Our increasingly mobile and mechanized society uses a variety of different fuels (e.g., gasoline, diesel fuel, ethanol, etc.) as energy. Liquid fuels are generally stored in liquid reservoirs such as underground storage tanks, above ground tanks, or any of a variety of different containers. Typically, liquid fuel reservoirs have inlets and outlets through which fuel can be added to and/or removed from the reservoir. These inlets and outlets may typically consist of a riser pipe extending from the reservoir. Internal to the riser pipe is a drop tube that typically includes an overfill valve adapted to respond once a predetermined level is reached in the liquid reservoir. To simplify manufacture and assembly, it is also known to provided the drop tube in a plurality of segments that are fastened together in series to form an overall drop tube assembly. As shown in U.S. Pat. No. 4,986,320, for example, the drop tube assembly includes an intermediate drop tube segment having opposed ends that are each correspondingly fastened to an upper and lower drop tube segment with fasteners extending through the respective walls of the segments.
Such configurations have proven to be very effective. To further enhance the beneficial nature of previous drop tube assemblies, there is a desire to provide a substantially fluid tight seal at the fastening location between the drop tube segments. A fluid tight seal may reduce or prevent fluid, such as vapor, from being released from the ullage area of the reservoir to the interior of the drop tube that might act as a chimney to vent the fluid to the surrounding atmosphere and potentially create an environmental concern.

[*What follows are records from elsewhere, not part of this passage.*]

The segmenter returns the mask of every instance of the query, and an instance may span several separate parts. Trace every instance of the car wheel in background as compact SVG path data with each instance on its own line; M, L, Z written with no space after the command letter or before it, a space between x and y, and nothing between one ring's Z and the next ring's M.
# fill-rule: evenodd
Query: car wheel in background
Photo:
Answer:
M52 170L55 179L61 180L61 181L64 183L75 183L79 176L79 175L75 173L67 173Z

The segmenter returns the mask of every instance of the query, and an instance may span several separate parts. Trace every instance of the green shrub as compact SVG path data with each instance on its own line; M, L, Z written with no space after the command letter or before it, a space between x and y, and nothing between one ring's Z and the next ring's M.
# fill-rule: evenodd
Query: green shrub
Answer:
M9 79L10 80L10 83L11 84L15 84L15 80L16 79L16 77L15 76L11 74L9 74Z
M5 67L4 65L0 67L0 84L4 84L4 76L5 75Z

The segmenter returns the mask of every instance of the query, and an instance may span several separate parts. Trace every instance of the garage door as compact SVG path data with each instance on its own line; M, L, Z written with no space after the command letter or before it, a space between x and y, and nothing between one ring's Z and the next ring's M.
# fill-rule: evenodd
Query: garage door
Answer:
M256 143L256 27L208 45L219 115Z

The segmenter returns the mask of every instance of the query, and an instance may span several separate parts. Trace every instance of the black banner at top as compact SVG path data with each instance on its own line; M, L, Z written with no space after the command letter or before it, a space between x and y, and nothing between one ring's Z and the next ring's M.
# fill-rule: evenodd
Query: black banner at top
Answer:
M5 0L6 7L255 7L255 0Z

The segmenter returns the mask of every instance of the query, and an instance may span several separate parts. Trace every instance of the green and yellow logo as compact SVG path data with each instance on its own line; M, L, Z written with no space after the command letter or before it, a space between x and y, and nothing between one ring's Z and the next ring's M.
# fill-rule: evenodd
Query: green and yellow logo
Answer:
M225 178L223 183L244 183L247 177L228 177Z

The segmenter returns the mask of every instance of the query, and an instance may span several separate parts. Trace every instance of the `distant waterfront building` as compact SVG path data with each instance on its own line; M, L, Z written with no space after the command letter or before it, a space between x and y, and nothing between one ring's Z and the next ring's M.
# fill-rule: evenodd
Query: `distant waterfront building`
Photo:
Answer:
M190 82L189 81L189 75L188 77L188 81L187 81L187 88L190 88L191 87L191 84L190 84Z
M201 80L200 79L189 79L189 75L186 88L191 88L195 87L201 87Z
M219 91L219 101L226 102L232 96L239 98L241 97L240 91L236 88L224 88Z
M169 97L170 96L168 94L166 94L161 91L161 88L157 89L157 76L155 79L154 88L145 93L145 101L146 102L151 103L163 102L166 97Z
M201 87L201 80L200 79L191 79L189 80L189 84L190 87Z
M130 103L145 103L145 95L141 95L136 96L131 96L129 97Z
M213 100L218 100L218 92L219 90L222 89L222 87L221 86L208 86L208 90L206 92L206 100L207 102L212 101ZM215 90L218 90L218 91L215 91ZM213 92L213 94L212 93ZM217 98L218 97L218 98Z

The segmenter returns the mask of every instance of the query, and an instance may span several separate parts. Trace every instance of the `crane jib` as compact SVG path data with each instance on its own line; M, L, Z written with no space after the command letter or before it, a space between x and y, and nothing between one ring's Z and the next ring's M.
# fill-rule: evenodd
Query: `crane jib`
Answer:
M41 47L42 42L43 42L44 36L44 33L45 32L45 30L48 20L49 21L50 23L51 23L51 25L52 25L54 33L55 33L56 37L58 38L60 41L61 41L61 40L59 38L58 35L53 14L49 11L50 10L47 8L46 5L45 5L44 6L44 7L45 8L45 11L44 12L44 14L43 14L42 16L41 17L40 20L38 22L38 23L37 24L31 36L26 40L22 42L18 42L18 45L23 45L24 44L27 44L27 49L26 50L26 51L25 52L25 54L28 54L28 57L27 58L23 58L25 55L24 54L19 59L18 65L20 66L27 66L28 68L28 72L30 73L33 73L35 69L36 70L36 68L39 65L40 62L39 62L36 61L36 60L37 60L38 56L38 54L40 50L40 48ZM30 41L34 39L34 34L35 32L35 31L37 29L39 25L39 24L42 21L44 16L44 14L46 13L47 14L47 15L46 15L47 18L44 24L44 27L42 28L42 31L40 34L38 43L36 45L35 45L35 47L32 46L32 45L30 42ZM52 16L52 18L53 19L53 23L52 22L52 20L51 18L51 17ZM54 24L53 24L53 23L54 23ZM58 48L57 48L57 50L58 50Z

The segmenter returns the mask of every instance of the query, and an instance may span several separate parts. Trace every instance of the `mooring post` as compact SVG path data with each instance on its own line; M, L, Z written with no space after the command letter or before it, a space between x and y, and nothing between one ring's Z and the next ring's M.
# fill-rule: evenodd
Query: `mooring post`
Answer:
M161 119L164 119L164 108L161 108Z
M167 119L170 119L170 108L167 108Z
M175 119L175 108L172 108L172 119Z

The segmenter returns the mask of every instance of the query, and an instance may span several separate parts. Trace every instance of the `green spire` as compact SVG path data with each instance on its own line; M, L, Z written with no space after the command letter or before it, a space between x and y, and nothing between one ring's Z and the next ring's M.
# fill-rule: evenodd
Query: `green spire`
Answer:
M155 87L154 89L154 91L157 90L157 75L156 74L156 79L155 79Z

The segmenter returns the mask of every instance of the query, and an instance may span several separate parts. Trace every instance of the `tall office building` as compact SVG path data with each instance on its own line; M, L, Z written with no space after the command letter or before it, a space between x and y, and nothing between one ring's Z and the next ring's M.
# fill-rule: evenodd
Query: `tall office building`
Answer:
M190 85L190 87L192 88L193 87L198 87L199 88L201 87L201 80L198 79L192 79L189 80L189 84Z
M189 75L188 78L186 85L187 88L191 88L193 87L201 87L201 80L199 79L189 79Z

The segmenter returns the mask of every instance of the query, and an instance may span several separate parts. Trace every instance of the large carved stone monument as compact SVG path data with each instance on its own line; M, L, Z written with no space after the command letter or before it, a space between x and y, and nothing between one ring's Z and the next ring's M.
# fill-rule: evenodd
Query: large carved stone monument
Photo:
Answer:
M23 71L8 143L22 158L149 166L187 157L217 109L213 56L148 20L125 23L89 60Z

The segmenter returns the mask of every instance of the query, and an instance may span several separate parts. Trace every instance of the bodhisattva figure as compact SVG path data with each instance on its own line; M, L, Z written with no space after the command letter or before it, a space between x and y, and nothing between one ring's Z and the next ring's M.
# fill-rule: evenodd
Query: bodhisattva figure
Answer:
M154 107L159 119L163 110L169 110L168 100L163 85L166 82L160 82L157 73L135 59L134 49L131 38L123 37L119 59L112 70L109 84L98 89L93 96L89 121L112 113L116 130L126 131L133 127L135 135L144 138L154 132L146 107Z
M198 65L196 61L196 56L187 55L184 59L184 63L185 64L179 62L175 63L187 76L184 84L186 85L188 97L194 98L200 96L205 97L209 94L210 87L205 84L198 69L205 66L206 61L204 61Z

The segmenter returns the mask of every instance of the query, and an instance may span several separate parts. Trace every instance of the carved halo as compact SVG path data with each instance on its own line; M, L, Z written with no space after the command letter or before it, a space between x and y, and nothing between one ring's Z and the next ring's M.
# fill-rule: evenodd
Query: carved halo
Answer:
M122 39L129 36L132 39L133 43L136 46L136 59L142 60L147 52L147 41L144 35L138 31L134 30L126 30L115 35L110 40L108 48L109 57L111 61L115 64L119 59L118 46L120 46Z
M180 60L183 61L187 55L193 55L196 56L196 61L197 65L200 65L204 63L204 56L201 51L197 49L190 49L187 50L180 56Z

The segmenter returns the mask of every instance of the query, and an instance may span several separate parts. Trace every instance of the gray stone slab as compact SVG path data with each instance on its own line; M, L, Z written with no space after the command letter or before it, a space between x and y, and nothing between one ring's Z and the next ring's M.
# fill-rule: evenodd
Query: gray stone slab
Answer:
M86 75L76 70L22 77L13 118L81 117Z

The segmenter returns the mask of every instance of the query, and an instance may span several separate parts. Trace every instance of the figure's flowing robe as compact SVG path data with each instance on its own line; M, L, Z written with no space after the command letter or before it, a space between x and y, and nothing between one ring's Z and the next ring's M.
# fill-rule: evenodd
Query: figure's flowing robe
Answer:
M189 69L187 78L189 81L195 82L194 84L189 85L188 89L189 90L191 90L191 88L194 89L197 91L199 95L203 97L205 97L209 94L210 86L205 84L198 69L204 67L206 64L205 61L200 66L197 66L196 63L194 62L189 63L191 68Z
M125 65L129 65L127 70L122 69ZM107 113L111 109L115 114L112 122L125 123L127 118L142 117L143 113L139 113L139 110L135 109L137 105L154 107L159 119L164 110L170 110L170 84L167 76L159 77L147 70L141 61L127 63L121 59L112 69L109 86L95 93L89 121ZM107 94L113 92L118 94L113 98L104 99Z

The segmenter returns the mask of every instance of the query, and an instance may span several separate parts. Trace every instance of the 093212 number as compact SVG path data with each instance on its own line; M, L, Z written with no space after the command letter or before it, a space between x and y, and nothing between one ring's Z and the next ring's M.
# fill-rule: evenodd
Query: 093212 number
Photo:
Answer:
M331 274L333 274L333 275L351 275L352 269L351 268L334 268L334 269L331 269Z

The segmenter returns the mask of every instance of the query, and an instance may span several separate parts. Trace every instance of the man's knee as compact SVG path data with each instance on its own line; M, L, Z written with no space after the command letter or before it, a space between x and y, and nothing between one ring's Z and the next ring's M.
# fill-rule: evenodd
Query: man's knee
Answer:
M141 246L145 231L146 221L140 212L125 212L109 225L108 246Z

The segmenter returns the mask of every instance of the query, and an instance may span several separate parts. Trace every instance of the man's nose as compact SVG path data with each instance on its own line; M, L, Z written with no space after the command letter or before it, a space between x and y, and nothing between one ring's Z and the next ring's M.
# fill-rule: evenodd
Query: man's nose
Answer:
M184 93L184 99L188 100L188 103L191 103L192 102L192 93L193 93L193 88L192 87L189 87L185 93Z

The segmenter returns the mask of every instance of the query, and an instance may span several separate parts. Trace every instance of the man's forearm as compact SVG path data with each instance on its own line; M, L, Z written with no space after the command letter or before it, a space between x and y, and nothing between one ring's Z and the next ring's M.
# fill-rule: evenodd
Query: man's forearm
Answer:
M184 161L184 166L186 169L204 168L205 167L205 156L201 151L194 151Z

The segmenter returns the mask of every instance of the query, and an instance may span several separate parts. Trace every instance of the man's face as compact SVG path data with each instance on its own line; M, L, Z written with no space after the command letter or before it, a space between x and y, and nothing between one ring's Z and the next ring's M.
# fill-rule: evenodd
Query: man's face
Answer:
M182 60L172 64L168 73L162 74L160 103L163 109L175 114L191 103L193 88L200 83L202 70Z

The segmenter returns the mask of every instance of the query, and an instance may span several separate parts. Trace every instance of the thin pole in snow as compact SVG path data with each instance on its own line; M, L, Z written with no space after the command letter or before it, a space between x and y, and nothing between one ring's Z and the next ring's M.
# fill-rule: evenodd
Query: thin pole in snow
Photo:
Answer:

To address potential concerns of vapor leakage, it is known to provide fastening sections with an epoxy layer to provide a fluid-tight seal at potential leak points. For example, it is known to provide a drop tube assembly, as shown in U.S. Pat. No. 4,986,320, with a fastening arrangement as shown in FIGS. 15A or 15B of the drawings herein. Each conventional fastening arrangement illustrated in FIGS. 15A and 15B includes a layer of Loctite® epoxy-sealant for use as a cold weld bonding compound. As shown in FIG. 15A, a first drop tube segment 400 is known to include a first fastening section 402 with a tapered exterior threaded portion 408. A second drop tube segment 420 is also known to include a second fastening section comprising an adapter 424 that is fastened to an end of a tubular member 422 at a weld seam 423. The adapter 424 includes a tapered interior threaded portion 428 that threadedly engages tapered exterior threaded portion 408 of the first drop tube segment 400. In order to provide a fluid-tight seal, an epoxy layer 410 may be applied between mating portions of the threaded portions.

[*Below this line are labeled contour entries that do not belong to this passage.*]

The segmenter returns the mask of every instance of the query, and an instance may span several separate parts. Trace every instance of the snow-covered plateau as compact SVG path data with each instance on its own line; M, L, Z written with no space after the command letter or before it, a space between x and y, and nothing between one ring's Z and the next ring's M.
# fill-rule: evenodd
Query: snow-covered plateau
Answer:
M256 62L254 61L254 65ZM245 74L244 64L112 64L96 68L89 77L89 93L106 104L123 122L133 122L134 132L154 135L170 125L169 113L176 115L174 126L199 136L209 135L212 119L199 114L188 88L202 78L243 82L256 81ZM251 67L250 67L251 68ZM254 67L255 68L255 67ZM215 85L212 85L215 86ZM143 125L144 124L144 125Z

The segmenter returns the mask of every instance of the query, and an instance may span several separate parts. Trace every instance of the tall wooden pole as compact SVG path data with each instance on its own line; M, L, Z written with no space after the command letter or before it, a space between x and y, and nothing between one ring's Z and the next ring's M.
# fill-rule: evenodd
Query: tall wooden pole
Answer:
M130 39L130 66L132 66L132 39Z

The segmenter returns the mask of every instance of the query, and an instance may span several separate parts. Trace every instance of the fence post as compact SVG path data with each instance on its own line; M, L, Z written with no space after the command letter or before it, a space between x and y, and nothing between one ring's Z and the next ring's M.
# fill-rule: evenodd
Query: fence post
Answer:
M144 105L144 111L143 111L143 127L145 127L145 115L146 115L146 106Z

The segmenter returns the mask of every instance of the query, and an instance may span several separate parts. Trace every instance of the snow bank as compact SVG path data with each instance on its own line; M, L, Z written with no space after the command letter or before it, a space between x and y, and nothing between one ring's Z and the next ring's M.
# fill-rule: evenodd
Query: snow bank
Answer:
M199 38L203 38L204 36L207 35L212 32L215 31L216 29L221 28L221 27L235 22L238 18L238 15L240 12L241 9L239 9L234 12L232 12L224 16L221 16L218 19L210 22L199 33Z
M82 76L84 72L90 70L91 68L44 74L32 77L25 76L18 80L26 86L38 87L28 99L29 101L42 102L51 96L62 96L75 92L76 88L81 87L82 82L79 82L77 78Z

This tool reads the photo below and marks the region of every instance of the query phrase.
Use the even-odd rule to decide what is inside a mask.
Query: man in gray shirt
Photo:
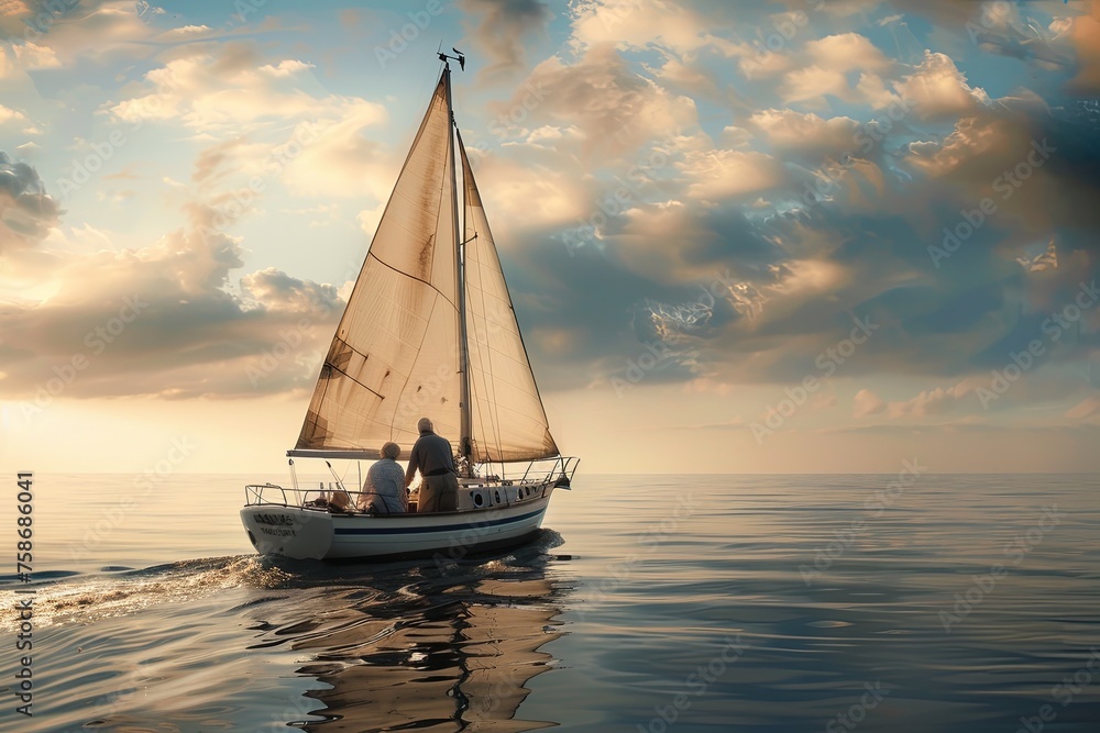
[[[427,418],[420,418],[417,430],[420,431],[420,437],[413,446],[409,467],[405,471],[405,486],[408,486],[417,469],[420,470],[417,513],[455,511],[459,504],[459,478],[454,471],[451,444],[436,434]]]

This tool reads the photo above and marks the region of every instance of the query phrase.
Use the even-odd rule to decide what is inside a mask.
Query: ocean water
[[[279,477],[35,475],[0,730],[1100,730],[1100,477],[900,470],[582,473],[521,548],[374,566],[254,555]]]

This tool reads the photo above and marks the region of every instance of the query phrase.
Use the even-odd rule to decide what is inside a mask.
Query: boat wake
[[[561,544],[561,536],[541,530],[536,540],[507,555],[449,560],[446,567],[464,573],[491,573],[496,557],[534,557]],[[422,580],[425,565],[431,560],[409,560],[383,565],[324,564],[258,555],[231,555],[180,560],[134,569],[105,567],[99,574],[86,575],[68,570],[35,574],[34,582],[19,582],[14,576],[0,577],[0,603],[13,608],[34,591],[36,629],[55,625],[88,624],[101,619],[127,617],[165,603],[191,602],[235,589],[290,590],[316,587],[356,586],[363,584],[402,588]],[[443,569],[443,568],[441,568]],[[479,573],[480,570],[480,573]],[[249,603],[262,602],[253,598]],[[19,618],[8,614],[0,620],[0,630],[12,631]]]

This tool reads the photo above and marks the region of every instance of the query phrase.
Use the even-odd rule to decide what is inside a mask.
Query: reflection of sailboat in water
[[[324,733],[554,725],[516,720],[525,685],[553,660],[540,647],[561,633],[552,619],[562,591],[547,578],[544,540],[535,545],[522,557],[343,577],[324,589],[330,610],[316,623],[296,612],[266,625],[270,641],[290,636],[311,655],[298,674],[331,686],[308,692],[301,709],[324,720],[297,724]]]

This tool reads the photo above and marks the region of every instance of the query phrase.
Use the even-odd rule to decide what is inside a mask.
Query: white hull
[[[551,482],[463,488],[457,512],[389,517],[265,502],[244,507],[241,521],[262,555],[461,559],[473,552],[521,544],[542,524],[553,489]]]

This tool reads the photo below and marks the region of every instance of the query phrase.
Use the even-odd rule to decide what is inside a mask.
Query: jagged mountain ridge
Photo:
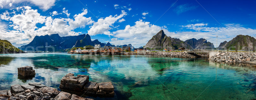
[[[192,49],[192,47],[179,39],[172,38],[167,36],[163,30],[161,30],[153,36],[144,48],[155,50],[166,48],[168,50],[176,50],[180,47]]]
[[[239,35],[228,42],[220,43],[218,48],[225,50],[255,51],[256,39],[248,35]]]
[[[207,42],[204,39],[201,38],[198,40],[193,38],[187,40],[185,42],[190,45],[193,49],[213,49],[214,45],[213,43]]]
[[[101,46],[104,45],[103,46],[104,46],[106,44],[97,40],[92,41],[91,39],[91,37],[88,34],[62,37],[58,34],[36,36],[29,43],[19,48],[26,51],[56,51],[74,47],[83,47],[89,45],[94,46],[98,44],[101,44]]]
[[[126,45],[126,44],[124,44],[124,45],[117,45],[117,46],[116,46],[116,47],[117,47],[117,48],[123,48],[123,47],[124,47],[124,46],[129,46],[129,47],[130,47],[130,48],[131,48],[131,50],[132,51],[134,51],[134,49],[135,49],[135,48],[134,48],[134,47],[132,45],[132,44],[128,44],[128,45]],[[142,48],[143,48],[143,47],[142,47]]]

FIG. 15B illustrates another conventional fastening arrangement that includes a first drop tube segment 500 including a first fastening section 502 including a groove 508 receiving a resilient O-ring 506 and a shoulder 504 that acts as a registration stop for a second drop tube segment 520. The second drop tube segment 520 is also known to include a tubular member 522 that is inserted over the first fastening section 502 until an end of the tubular member 522 abuts the shoulder 504 of the first fastening section 502. A fastener 512 is inserted through an aperture 524 in the tubular member 522 to engage an aperture 509 defined in the first fastening section 502. In order to provide a fluid seal, an epoxy layer 510a may be applied to the first fastening section 502 prior to assembly of the first and second drop tube segments. The epoxy layer 510a is often required due to inconsistencies in the clearance between outer dimensions of the first fastening section 502 and inner dimensions of the tubular member 522. Any inconsistencies may be caused by imperfections in the outer end and/or damage to the outer end of the tubular member 522 due to the typically thin aluminum walls of the tubular member 522 which render the outer ends prone to deformation. Another epoxy layer 510b may also be applied to the area over and about the head of the fastener 512 to prevent fluid leakage through the apertures 509, 524.

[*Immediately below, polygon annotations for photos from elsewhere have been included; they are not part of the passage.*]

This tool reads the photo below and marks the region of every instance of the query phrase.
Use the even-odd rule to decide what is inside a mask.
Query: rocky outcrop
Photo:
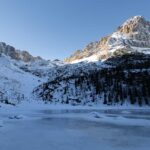
[[[31,62],[36,60],[42,60],[41,57],[33,57],[27,51],[20,51],[15,49],[13,46],[7,45],[4,42],[0,42],[0,55],[9,56],[15,60],[22,60],[24,62]]]
[[[119,52],[120,51],[120,52]],[[88,60],[96,56],[97,60],[107,59],[114,55],[130,52],[150,54],[150,22],[142,16],[134,16],[119,26],[116,32],[103,37],[98,42],[92,42],[83,50],[76,51],[67,62],[75,60]],[[94,57],[95,58],[95,57]],[[91,60],[91,59],[90,59]]]

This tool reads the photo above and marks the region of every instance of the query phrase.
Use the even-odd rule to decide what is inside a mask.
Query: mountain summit
[[[111,35],[90,43],[65,61],[96,61],[134,52],[150,54],[150,22],[142,16],[131,17]]]

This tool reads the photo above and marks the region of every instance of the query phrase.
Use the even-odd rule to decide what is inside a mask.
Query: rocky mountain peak
[[[130,34],[133,32],[149,31],[150,32],[150,22],[146,21],[143,16],[134,16],[125,21],[118,30],[125,34]]]
[[[34,57],[27,51],[20,51],[20,50],[15,49],[13,46],[7,45],[4,42],[0,42],[0,55],[2,54],[9,56],[12,59],[21,60],[24,62],[42,60],[42,58],[39,56]]]
[[[136,51],[150,54],[150,22],[143,16],[129,18],[115,32],[90,43],[65,61],[95,61]]]

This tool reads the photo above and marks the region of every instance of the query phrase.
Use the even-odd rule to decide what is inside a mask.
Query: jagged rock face
[[[88,60],[88,57],[93,55],[97,60],[101,60],[116,54],[136,51],[150,53],[150,22],[142,16],[128,19],[118,27],[116,32],[98,42],[90,43],[85,49],[78,50],[65,61],[86,60],[86,57]]]
[[[9,56],[15,60],[22,60],[24,62],[42,60],[41,57],[33,57],[27,51],[16,50],[14,47],[12,47],[10,45],[6,45],[3,42],[0,42],[0,55],[1,54]]]

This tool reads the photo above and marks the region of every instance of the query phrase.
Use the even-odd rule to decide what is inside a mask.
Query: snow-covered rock
[[[128,19],[115,32],[76,51],[65,61],[93,62],[131,52],[150,54],[150,22],[142,16]]]

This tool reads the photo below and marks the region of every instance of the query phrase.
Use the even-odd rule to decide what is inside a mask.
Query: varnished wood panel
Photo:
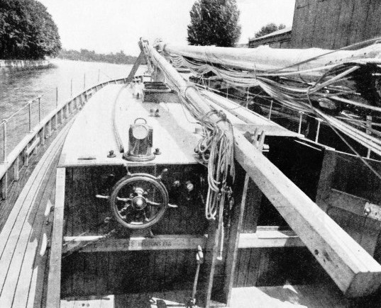
[[[74,253],[62,260],[62,297],[181,290],[192,287],[193,251]],[[200,280],[204,273],[201,269]]]
[[[328,276],[306,248],[239,250],[234,287],[307,284]]]

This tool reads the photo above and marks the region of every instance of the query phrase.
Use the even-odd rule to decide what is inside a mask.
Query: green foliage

Application of an epoxy layer to provide fluid-tight sealing has proven very beneficial to reduce fluid vapor leakage. However, the addition of an epoxy layer typically greatly lengthens the installation process and the epoxy layer must cure for an extended period of time before the drop tube assembly may be installed with respect to the liquid reservoir. Currently, there is a need for drop tube assemblies that comprise a plurality of sections that may be connected together for immediate installation with respect to the liquid reservoir while providing a fluid seal at the fastening location between the drop tube segments.